Often-stated assumptions that medical imaging tests are one of the factors driving health care spending increases are being undermined by a new research study showing that physicians are ordering diagnostic imaging exams on an increasingly lower percentage of their interactions with Medicare patients.
The study, conducted by the Harvey L. Neiman Health Policy Institute and published today in the July issue of the Journal of the American College of Radiology (JACR), utilizes a breadth of available evidence well beyond previous studies on imaging costs.

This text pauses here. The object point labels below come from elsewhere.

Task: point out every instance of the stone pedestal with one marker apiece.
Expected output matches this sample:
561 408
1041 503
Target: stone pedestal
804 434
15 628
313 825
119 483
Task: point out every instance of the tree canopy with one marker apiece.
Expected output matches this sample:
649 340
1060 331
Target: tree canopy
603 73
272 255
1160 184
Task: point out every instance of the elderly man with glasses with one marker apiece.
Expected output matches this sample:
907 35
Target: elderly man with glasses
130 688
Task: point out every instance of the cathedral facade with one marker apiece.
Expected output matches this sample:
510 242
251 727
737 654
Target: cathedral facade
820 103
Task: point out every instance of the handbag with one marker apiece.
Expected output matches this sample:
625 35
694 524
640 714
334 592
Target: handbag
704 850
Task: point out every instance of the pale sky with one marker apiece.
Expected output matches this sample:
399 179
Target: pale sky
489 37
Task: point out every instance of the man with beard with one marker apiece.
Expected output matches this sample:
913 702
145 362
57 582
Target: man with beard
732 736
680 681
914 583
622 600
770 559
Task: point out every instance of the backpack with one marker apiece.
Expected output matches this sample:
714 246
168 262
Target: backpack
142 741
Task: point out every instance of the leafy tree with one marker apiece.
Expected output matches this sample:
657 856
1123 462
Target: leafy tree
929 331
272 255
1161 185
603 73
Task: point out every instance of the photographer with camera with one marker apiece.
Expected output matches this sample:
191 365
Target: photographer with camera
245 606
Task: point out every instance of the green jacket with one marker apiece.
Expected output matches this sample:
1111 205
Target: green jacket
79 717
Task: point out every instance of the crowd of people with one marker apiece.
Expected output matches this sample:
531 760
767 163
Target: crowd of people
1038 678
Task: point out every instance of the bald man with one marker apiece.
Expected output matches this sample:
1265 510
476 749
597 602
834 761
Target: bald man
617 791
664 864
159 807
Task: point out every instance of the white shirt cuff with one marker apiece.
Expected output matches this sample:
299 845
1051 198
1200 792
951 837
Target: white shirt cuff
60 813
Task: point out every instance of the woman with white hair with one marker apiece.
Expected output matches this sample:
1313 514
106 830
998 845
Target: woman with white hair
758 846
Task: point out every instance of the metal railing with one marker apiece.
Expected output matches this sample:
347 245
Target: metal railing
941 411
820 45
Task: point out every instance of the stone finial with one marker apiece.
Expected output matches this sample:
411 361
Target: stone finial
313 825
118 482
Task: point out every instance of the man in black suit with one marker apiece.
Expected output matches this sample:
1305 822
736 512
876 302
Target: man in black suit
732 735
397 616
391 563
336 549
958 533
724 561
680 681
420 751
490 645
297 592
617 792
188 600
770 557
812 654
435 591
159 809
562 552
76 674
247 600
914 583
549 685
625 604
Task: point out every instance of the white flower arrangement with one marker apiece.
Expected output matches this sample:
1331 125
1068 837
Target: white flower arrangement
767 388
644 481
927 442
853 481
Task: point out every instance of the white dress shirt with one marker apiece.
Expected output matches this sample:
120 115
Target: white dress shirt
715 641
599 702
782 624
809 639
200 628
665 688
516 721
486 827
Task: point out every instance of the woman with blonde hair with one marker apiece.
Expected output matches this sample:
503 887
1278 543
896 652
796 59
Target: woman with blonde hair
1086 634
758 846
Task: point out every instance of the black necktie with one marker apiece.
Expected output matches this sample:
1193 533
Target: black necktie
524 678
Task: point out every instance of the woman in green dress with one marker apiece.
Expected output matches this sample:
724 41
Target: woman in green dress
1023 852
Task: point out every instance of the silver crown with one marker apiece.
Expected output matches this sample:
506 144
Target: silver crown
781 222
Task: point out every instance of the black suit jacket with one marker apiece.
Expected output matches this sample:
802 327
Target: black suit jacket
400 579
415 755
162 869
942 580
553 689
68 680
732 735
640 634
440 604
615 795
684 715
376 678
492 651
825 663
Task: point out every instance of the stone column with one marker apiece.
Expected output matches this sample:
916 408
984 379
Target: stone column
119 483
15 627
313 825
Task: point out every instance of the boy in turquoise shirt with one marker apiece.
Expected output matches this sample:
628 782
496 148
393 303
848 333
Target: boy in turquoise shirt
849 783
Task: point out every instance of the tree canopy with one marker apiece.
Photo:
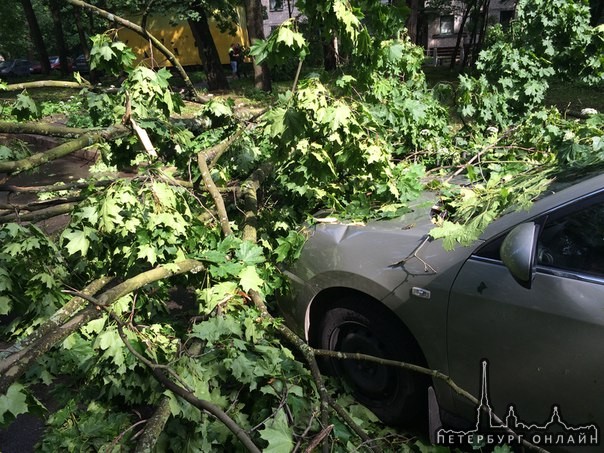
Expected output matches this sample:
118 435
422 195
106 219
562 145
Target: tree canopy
151 315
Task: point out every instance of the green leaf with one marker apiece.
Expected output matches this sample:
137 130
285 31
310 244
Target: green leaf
249 279
77 241
13 401
250 253
5 305
148 252
278 434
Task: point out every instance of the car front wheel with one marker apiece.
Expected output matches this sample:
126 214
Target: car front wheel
397 396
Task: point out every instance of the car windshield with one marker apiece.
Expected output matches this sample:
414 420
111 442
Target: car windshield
570 176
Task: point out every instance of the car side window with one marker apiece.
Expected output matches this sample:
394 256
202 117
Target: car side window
574 241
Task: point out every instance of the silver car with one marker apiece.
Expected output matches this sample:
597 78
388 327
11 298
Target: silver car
517 319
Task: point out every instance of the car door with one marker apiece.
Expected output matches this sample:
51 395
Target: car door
544 341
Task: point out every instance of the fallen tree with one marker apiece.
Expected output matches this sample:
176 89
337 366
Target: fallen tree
155 301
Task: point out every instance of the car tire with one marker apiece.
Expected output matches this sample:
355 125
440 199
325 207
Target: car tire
397 396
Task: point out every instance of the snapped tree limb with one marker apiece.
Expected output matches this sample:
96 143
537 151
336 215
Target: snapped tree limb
144 33
13 366
88 139
47 84
40 128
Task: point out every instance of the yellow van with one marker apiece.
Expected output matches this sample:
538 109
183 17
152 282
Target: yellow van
177 36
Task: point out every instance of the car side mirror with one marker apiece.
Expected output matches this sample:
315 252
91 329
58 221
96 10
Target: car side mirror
518 252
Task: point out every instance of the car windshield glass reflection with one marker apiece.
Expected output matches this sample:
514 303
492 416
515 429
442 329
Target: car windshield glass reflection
575 242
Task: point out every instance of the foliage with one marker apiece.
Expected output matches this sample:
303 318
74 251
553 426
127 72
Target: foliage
358 144
31 269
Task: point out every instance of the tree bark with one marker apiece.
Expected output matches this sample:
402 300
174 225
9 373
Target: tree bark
36 35
330 57
35 160
255 31
55 12
47 84
84 44
413 19
17 361
207 52
52 130
462 25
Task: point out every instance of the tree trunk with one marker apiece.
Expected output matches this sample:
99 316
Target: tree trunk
255 31
413 19
84 44
208 53
36 35
462 25
330 55
55 12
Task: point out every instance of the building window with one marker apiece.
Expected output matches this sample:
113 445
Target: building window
276 5
446 25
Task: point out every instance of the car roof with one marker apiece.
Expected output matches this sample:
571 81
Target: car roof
567 186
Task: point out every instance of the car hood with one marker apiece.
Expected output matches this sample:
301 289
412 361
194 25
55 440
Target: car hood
373 257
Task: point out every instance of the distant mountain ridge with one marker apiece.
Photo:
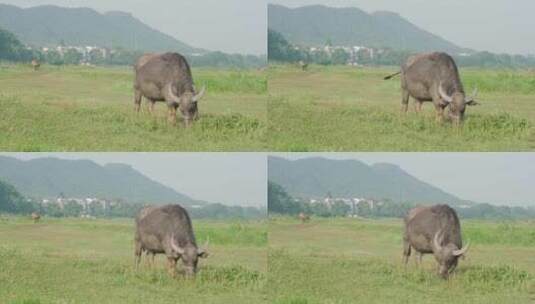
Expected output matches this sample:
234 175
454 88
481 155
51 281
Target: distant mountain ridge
316 24
50 25
316 177
50 177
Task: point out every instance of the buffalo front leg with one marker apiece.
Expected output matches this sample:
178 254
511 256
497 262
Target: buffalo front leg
151 106
171 118
137 100
419 256
171 266
404 101
440 112
406 251
418 106
137 254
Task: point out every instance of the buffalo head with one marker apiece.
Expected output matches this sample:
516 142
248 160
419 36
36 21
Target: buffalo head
187 103
457 103
447 255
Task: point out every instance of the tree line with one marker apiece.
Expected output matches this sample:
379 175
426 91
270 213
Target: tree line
13 50
12 202
281 50
280 202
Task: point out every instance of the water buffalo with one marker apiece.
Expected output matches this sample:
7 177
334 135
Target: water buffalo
168 230
167 77
36 64
304 217
35 217
435 230
434 77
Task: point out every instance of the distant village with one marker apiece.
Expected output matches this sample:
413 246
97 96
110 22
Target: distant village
352 55
358 206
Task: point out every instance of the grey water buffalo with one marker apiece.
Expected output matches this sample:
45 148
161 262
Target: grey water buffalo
434 230
434 77
167 78
168 230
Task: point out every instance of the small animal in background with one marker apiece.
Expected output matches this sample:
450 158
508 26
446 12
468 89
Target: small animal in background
304 217
303 65
36 64
36 217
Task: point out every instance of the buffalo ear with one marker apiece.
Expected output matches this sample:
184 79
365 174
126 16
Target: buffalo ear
202 253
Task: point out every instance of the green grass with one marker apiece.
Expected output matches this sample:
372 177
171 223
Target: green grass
352 109
359 261
91 261
91 109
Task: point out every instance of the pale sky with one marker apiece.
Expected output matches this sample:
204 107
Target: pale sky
228 178
495 178
499 26
232 26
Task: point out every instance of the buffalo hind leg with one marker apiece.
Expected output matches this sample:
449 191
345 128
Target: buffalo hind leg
418 106
171 265
406 251
440 111
172 114
137 253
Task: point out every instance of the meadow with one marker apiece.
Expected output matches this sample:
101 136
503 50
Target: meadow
342 108
74 108
360 261
92 261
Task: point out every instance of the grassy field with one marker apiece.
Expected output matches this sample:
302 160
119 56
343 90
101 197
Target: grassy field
91 261
92 109
339 108
359 261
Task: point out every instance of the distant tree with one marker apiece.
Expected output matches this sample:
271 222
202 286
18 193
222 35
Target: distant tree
279 49
340 57
72 56
53 57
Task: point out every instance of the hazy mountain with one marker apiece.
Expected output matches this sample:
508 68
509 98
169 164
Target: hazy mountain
50 177
51 25
316 177
316 25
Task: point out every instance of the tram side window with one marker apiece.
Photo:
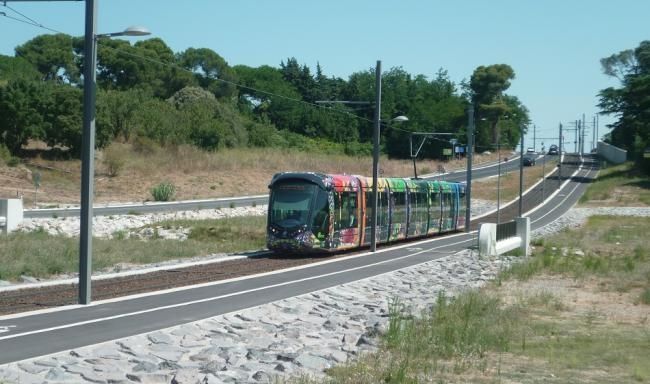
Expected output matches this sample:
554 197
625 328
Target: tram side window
434 215
345 210
320 222
382 217
450 207
399 207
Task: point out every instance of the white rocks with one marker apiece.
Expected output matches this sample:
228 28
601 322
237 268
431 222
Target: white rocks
132 225
294 336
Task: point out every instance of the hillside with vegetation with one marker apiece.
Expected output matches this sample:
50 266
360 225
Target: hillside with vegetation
159 111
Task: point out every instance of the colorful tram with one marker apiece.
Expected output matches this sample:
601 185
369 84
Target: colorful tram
314 212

Instead of looking solely at Medicare spending data, the Neiman Institute researchuses Medical Expenditure Panel Survey (MEPS) data collected by the federal government that allows an analysis of physician decisions and actions during patient visits.
This data shows that the number of physician visits by patients 65 years of age or older resulting in an imaging exam is consistently trending downward, from 12.8 percent in 2003 to 10.6 percent in 2011. Similarly, Medicare spending per enrollee for imaging has declined from $418 in 2006 to $390 in 2011.
“This study should prompt a rethinking of the assumption that diagnostic imaging is a leading contributor to the nation’s health spending challenges,” said Danny Hughes, Ph.D., one of the authors of the imaging utilization study. “When you look at the available evidence in a truly patient-centered way, understanding what occurs on a patient visit to the doctor, then you see that physicians are calling for less, not more, imaging tests.”
These findings are significant because the Deficit Reduction Act of 2005 already markedly reduced financial payments for diagnostic imaging, and further threats to imaging reimbursements are on the horizon in the form of budget sequestration and potential changes to the Medicare Strategic Growth Rate (SGR) formula. “A failure to understand the changes in utilization that may accompany these potential payment reductions could ultimately produce adverse effects on patient care regardless of whether the intended cost containment goals are realized,” the study’s authors wrote.
Dr. Hughes added, “Further study is needed in this area. We know from previous research that use of imaging leads to reduced rates of hospital readmissions, fewer unnecessary procedures, shorter hospital stays, longer lifespans and lower mortality rates. As we look at imaging utilization and spending, we need to understand the whole picture of imaging’s relationship to health care cost trends and quality of care.”